The Vietnam War was a protracted conflict that pitted the communist government of North Vietnam and their allies in the south, known as the Viet Cong, against the government of South Vietnam and its main ally the United States. At the heart of the conflict was North Vietnam’s desire, after its defeat of the French colonial administration of Vietnam in 1954, to unify the entire country under a single communist regime modeled after those of China and the Soviet Union. On the other hand, the South Vietnam government fought to preserve a Vietnam more closely aligned with the west.

U.S. military advisers, which were present in small numbers throughout the 1950s, were introduced on a large scale beginning in 1961 and active combat units were introduced in 1965. More than 50,000 U.S. military personnel were stationed in Vietnam by 1969. At the same time, China and the Soviet Union poured supplies, weapons, and advisers into the North, providing political direction, support, and combat troops for the campaign in the South. The casualties and costs of the growing war proved too much for the United States so combat units were withdrawn by 1973. In 1975, the South fell to a full-scale invasion by North Vietnam.

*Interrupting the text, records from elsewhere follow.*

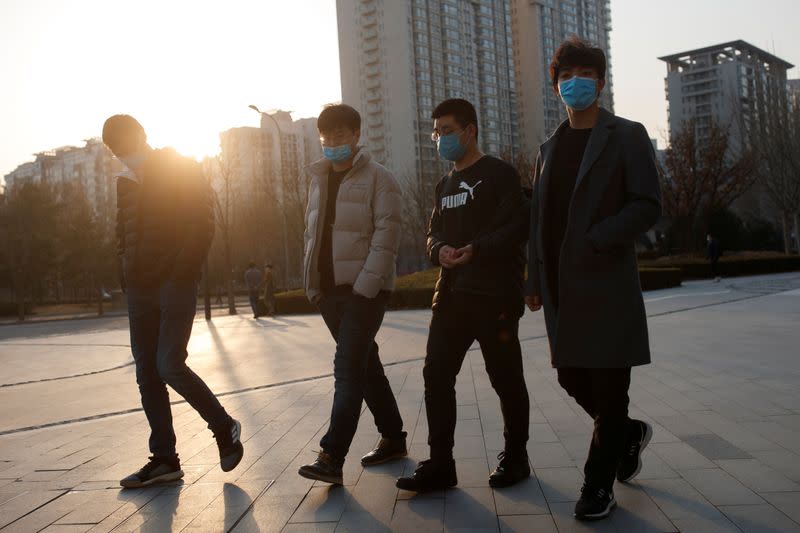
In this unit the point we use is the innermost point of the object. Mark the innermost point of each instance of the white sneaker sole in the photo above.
(164, 478)
(645, 441)
(598, 516)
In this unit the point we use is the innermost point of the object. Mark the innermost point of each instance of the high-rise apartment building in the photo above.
(736, 85)
(92, 167)
(400, 58)
(539, 27)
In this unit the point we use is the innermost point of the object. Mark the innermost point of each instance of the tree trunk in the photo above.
(206, 291)
(787, 232)
(229, 279)
(20, 290)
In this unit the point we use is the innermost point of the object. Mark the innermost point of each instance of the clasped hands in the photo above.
(450, 257)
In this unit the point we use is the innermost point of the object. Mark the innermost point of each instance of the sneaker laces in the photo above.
(153, 463)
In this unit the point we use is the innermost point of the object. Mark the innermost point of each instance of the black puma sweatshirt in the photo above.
(482, 205)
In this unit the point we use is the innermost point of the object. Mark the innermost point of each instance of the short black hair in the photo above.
(461, 110)
(336, 116)
(123, 134)
(575, 52)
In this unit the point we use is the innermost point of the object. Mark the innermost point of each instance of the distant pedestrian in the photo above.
(252, 278)
(165, 222)
(268, 284)
(713, 253)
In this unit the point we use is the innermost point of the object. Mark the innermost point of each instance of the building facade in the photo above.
(400, 58)
(539, 27)
(92, 167)
(735, 85)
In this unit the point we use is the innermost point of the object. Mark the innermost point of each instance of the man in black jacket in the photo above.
(165, 223)
(476, 233)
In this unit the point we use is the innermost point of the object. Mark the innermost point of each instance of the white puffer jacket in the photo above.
(366, 233)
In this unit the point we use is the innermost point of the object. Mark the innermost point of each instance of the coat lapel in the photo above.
(548, 150)
(597, 142)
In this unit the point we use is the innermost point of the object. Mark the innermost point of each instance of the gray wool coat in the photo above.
(601, 320)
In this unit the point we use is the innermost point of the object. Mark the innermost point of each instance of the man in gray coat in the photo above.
(595, 191)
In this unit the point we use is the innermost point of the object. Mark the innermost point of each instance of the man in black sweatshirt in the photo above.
(476, 235)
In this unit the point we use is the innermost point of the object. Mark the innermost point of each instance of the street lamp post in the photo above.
(283, 197)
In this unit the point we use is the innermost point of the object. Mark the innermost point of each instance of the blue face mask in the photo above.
(450, 147)
(337, 154)
(578, 93)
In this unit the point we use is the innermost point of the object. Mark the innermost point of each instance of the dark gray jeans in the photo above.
(358, 373)
(161, 323)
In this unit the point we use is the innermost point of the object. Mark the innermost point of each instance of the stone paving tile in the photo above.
(470, 508)
(715, 447)
(725, 455)
(720, 488)
(757, 476)
(786, 502)
(637, 512)
(760, 518)
(419, 514)
(680, 456)
(560, 484)
(526, 523)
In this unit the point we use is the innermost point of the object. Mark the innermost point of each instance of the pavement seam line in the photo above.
(45, 380)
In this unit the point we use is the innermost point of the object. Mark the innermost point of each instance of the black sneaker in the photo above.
(594, 504)
(430, 476)
(387, 450)
(230, 445)
(510, 471)
(326, 468)
(631, 462)
(156, 471)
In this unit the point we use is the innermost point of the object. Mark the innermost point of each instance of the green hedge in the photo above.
(10, 309)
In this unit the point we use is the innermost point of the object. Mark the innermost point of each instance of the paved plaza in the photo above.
(723, 395)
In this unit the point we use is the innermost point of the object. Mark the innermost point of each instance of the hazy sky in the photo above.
(188, 70)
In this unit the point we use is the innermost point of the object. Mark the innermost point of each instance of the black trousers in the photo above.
(603, 394)
(457, 322)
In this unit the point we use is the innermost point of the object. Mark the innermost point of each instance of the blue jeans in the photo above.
(358, 373)
(161, 323)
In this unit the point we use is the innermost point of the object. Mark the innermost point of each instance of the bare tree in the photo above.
(222, 173)
(777, 146)
(701, 176)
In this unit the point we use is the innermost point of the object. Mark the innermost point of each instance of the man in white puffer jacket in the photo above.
(352, 235)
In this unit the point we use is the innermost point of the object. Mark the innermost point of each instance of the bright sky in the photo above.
(188, 70)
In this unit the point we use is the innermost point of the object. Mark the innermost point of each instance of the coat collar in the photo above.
(594, 147)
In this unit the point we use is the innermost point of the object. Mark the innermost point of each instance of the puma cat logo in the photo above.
(463, 185)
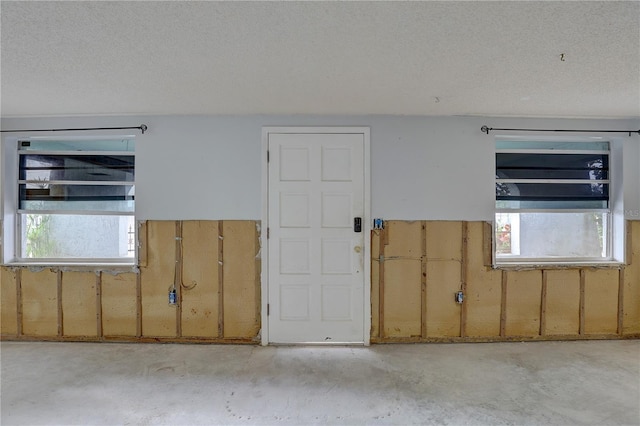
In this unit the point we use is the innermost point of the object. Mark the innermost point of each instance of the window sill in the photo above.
(517, 266)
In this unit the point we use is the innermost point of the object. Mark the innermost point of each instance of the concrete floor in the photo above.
(595, 382)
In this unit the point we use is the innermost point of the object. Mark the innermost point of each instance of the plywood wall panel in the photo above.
(484, 288)
(158, 318)
(443, 313)
(241, 288)
(402, 298)
(119, 304)
(404, 239)
(524, 289)
(562, 311)
(39, 303)
(79, 306)
(8, 302)
(601, 301)
(444, 240)
(200, 278)
(631, 287)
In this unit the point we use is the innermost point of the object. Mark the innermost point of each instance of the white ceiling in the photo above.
(423, 58)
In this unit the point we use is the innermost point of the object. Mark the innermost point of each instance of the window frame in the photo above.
(611, 231)
(12, 214)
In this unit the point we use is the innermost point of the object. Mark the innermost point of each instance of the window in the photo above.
(75, 201)
(552, 201)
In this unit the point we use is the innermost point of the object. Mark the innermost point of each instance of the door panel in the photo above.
(316, 259)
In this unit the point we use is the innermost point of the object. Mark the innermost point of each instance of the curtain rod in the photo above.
(142, 128)
(486, 130)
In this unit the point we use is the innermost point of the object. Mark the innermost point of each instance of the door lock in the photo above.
(357, 224)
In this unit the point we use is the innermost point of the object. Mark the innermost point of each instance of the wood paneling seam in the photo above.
(221, 279)
(423, 282)
(60, 313)
(19, 301)
(463, 277)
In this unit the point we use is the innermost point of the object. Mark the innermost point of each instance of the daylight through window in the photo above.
(76, 200)
(552, 201)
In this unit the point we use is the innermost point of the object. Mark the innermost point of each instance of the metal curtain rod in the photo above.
(142, 128)
(486, 130)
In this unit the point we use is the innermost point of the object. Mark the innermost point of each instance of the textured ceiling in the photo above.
(561, 59)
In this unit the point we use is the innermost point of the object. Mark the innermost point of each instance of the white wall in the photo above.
(433, 168)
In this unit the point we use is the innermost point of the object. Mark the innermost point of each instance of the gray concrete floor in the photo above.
(594, 382)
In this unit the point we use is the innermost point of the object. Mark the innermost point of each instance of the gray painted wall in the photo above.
(432, 168)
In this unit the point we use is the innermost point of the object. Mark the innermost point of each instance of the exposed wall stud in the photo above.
(620, 301)
(543, 305)
(60, 313)
(139, 304)
(19, 300)
(383, 240)
(582, 287)
(503, 305)
(99, 304)
(423, 277)
(220, 279)
(463, 277)
(177, 277)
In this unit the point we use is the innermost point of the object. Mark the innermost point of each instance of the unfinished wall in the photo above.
(215, 264)
(417, 267)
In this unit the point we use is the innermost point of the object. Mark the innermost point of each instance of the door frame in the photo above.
(366, 228)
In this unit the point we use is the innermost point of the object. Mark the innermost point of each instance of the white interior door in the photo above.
(316, 254)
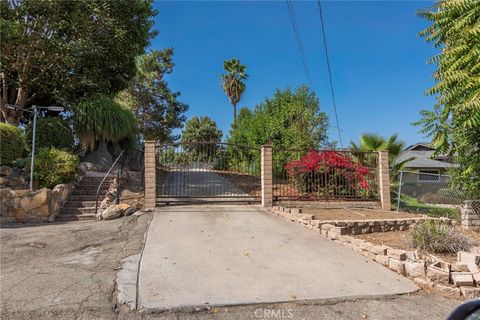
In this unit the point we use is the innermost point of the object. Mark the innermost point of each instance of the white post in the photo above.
(266, 176)
(399, 193)
(32, 163)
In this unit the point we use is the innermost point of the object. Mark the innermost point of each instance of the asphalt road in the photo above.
(65, 271)
(209, 255)
(198, 183)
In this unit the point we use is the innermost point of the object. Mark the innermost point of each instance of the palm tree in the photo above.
(233, 82)
(373, 142)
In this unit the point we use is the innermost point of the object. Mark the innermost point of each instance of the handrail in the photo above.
(103, 180)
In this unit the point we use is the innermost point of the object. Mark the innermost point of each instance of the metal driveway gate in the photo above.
(207, 171)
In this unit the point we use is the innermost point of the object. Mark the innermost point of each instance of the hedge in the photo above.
(11, 144)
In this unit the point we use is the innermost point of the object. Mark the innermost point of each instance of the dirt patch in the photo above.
(65, 270)
(250, 184)
(402, 240)
(357, 214)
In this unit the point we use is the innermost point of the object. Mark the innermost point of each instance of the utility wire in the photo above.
(299, 42)
(329, 73)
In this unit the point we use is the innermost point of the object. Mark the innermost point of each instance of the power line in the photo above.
(329, 73)
(299, 42)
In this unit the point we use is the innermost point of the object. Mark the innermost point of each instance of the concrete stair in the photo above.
(81, 203)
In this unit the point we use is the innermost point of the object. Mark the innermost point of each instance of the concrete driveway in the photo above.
(198, 183)
(230, 255)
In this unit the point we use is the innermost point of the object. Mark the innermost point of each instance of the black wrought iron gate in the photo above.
(207, 171)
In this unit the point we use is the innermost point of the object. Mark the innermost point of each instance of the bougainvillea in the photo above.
(329, 173)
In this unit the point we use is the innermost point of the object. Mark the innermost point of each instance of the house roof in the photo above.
(421, 146)
(423, 159)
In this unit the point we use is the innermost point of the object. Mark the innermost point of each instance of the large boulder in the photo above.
(101, 158)
(114, 211)
(5, 171)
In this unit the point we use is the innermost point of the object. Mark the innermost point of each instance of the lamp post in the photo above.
(34, 110)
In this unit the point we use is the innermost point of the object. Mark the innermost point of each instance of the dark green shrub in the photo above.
(438, 236)
(51, 132)
(11, 144)
(54, 166)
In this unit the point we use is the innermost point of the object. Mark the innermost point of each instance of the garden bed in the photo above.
(357, 214)
(402, 240)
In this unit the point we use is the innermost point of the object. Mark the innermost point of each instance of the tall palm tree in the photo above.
(233, 82)
(375, 142)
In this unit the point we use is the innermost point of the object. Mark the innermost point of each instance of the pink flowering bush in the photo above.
(330, 173)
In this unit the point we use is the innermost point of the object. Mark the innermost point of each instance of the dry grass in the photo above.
(439, 237)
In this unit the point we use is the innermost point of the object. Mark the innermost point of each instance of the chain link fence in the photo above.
(426, 193)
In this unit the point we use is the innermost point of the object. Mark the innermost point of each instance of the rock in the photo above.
(34, 200)
(129, 211)
(415, 269)
(383, 260)
(468, 257)
(462, 279)
(382, 250)
(112, 212)
(424, 283)
(437, 274)
(397, 254)
(101, 158)
(459, 267)
(447, 290)
(470, 292)
(396, 265)
(5, 171)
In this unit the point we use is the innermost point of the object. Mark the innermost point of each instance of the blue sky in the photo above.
(378, 62)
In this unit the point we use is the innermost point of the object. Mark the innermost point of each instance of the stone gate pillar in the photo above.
(266, 176)
(150, 175)
(384, 180)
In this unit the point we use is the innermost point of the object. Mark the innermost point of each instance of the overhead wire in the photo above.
(299, 42)
(329, 72)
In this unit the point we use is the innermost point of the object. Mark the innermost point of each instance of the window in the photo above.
(428, 175)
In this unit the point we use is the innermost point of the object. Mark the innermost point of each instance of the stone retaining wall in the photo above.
(453, 279)
(348, 227)
(33, 206)
(470, 214)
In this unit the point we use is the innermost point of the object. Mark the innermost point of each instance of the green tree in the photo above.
(370, 142)
(56, 50)
(233, 82)
(454, 122)
(289, 120)
(201, 129)
(51, 132)
(101, 119)
(148, 96)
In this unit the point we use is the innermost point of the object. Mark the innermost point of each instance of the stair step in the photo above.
(67, 210)
(88, 192)
(82, 188)
(83, 197)
(75, 217)
(82, 203)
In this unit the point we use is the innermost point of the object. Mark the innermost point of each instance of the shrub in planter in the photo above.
(11, 144)
(330, 173)
(54, 166)
(440, 237)
(51, 132)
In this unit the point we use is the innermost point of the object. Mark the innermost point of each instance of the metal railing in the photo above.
(105, 177)
(324, 175)
(207, 170)
(426, 193)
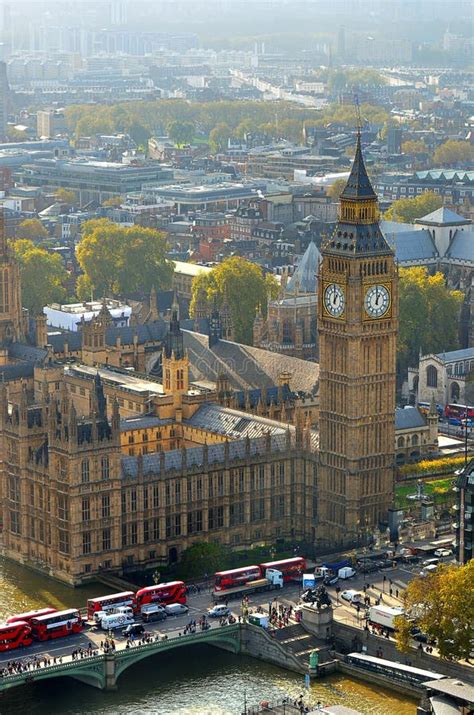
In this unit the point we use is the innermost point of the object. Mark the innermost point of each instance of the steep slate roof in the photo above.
(442, 217)
(233, 423)
(408, 418)
(195, 456)
(245, 366)
(462, 246)
(304, 278)
(21, 351)
(414, 246)
(358, 184)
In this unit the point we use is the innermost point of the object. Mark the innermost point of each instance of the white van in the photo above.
(176, 609)
(125, 610)
(116, 620)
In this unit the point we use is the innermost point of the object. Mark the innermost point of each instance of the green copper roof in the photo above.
(358, 184)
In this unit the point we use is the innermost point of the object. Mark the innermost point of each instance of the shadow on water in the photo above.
(198, 681)
(23, 589)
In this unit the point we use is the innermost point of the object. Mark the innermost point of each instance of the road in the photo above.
(199, 603)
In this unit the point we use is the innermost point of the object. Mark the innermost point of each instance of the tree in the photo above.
(219, 136)
(453, 152)
(429, 315)
(414, 146)
(202, 559)
(407, 210)
(139, 133)
(122, 260)
(244, 287)
(42, 276)
(442, 606)
(181, 132)
(31, 229)
(66, 196)
(336, 188)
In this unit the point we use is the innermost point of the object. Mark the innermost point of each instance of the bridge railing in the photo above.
(30, 675)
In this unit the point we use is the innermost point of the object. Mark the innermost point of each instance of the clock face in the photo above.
(334, 300)
(377, 301)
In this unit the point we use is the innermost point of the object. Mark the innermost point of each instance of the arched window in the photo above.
(105, 467)
(431, 376)
(455, 392)
(85, 471)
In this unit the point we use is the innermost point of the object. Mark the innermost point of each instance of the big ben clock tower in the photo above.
(358, 323)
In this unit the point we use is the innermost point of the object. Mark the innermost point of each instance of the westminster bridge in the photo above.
(103, 669)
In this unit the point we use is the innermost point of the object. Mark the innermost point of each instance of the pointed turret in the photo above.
(173, 344)
(357, 232)
(358, 184)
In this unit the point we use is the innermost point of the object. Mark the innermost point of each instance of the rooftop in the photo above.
(443, 217)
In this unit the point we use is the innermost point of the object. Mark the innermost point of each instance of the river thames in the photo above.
(199, 681)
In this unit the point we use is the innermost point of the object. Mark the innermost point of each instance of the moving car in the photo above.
(176, 609)
(134, 629)
(153, 612)
(443, 552)
(219, 612)
(354, 597)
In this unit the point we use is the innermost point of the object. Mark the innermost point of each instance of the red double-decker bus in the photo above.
(15, 635)
(171, 592)
(236, 577)
(29, 615)
(290, 568)
(105, 603)
(57, 625)
(460, 412)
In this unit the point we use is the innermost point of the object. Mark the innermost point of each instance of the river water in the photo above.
(199, 681)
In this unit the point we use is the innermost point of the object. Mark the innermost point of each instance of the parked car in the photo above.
(430, 562)
(176, 609)
(443, 552)
(354, 597)
(219, 612)
(134, 629)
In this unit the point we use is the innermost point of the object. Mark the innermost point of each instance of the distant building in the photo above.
(71, 316)
(94, 180)
(442, 377)
(290, 327)
(50, 122)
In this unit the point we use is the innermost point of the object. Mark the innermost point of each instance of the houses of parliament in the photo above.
(108, 468)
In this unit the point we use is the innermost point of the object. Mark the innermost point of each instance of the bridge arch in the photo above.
(135, 654)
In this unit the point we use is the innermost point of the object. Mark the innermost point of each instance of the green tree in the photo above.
(42, 276)
(31, 229)
(429, 315)
(335, 189)
(181, 132)
(66, 196)
(122, 260)
(407, 210)
(414, 146)
(453, 152)
(219, 136)
(442, 605)
(202, 559)
(139, 133)
(243, 285)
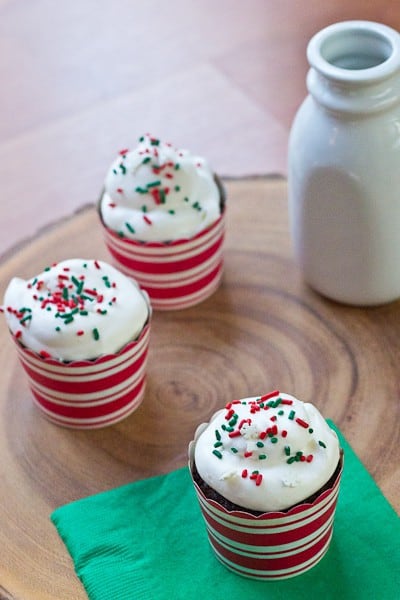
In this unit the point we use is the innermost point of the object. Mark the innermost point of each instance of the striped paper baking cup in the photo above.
(89, 394)
(176, 274)
(273, 545)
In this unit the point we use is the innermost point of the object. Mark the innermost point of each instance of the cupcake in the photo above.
(81, 329)
(266, 471)
(163, 214)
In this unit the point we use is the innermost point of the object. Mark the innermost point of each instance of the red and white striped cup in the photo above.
(89, 394)
(274, 545)
(176, 274)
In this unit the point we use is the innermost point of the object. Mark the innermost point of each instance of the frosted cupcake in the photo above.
(81, 329)
(266, 471)
(163, 214)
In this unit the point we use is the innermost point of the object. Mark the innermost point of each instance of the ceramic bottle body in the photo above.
(344, 166)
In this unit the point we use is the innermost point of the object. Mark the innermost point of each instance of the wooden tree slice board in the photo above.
(263, 329)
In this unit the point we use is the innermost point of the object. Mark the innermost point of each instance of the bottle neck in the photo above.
(355, 67)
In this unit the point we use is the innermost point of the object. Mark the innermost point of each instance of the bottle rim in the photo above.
(355, 51)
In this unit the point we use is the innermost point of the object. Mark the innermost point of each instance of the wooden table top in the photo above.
(263, 329)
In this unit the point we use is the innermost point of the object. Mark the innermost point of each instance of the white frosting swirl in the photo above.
(76, 310)
(267, 454)
(157, 193)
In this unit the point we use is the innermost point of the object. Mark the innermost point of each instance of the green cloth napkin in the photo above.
(147, 540)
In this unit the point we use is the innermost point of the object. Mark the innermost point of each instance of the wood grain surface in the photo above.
(262, 329)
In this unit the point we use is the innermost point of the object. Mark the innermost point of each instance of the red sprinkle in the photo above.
(229, 414)
(270, 395)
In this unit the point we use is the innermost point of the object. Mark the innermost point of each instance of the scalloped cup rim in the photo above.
(50, 360)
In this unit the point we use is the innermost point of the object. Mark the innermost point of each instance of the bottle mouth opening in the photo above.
(356, 49)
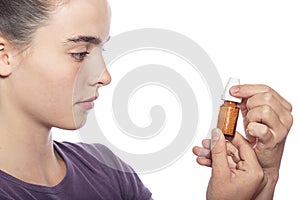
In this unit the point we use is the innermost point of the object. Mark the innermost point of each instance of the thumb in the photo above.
(220, 166)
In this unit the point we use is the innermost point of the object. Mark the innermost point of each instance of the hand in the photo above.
(267, 121)
(243, 181)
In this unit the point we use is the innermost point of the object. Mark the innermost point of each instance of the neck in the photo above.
(26, 150)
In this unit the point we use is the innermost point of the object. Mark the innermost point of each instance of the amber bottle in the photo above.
(229, 111)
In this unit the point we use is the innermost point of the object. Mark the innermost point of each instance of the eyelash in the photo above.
(79, 57)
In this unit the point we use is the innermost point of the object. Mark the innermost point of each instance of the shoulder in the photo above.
(94, 154)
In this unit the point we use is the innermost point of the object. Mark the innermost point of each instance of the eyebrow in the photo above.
(86, 39)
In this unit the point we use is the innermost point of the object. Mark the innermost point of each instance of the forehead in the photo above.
(81, 17)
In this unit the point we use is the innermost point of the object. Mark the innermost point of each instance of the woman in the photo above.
(50, 70)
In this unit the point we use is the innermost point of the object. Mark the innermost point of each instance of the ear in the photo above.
(5, 67)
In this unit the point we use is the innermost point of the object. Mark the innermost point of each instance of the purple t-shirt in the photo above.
(93, 173)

The human costs of this long conflict were harsh for everyone involved. Vietnam did not release its official estimate of war dead until 1995: as many as 2 million civilians on both sides and roughly 1.1 million North Vietnamese and Viet Cong fighters. The United States military estimated between 200,000 and 250,000 South Vietnamese soldiers were killed in the war. In 1982 the Vietnam Veterans Memorial was dedicated in Washington, D.C., inscribed with the names of the 57,939 members of the United States armed forces who were killed or missing as a result of the war. Over the years, additions to the list have brought the total past 58,200. Among other countries that fought for South Vietnam on a smaller scale, South Korea suffered more than 4,000 dead, Australia more than 500, Thailand roughly 350, and New Zealand about three dozen.

As a result of the war, Vietnam emerged as a potent military power within Southeast Asia. However, its business, agriculture, and industry were disrupted, its cities and towns were badly damaged, and large parts of its countryside were scarred from defoliation and bombs and remained laced with land mines. A mass exodus of people loyal to the South Vietnamese cause in 1975 was followed by another wave of “boat people,” refugees fleeing the economic restructuring imposed by the communist regime, in 1978.

Meanwhile, the United States, with its civilian electorate deeply divided and its military demoralized, began to come to terms with the defeat in what had been its longest and most controversial war thus far. The two countries had no diplomatic relations again until 1995.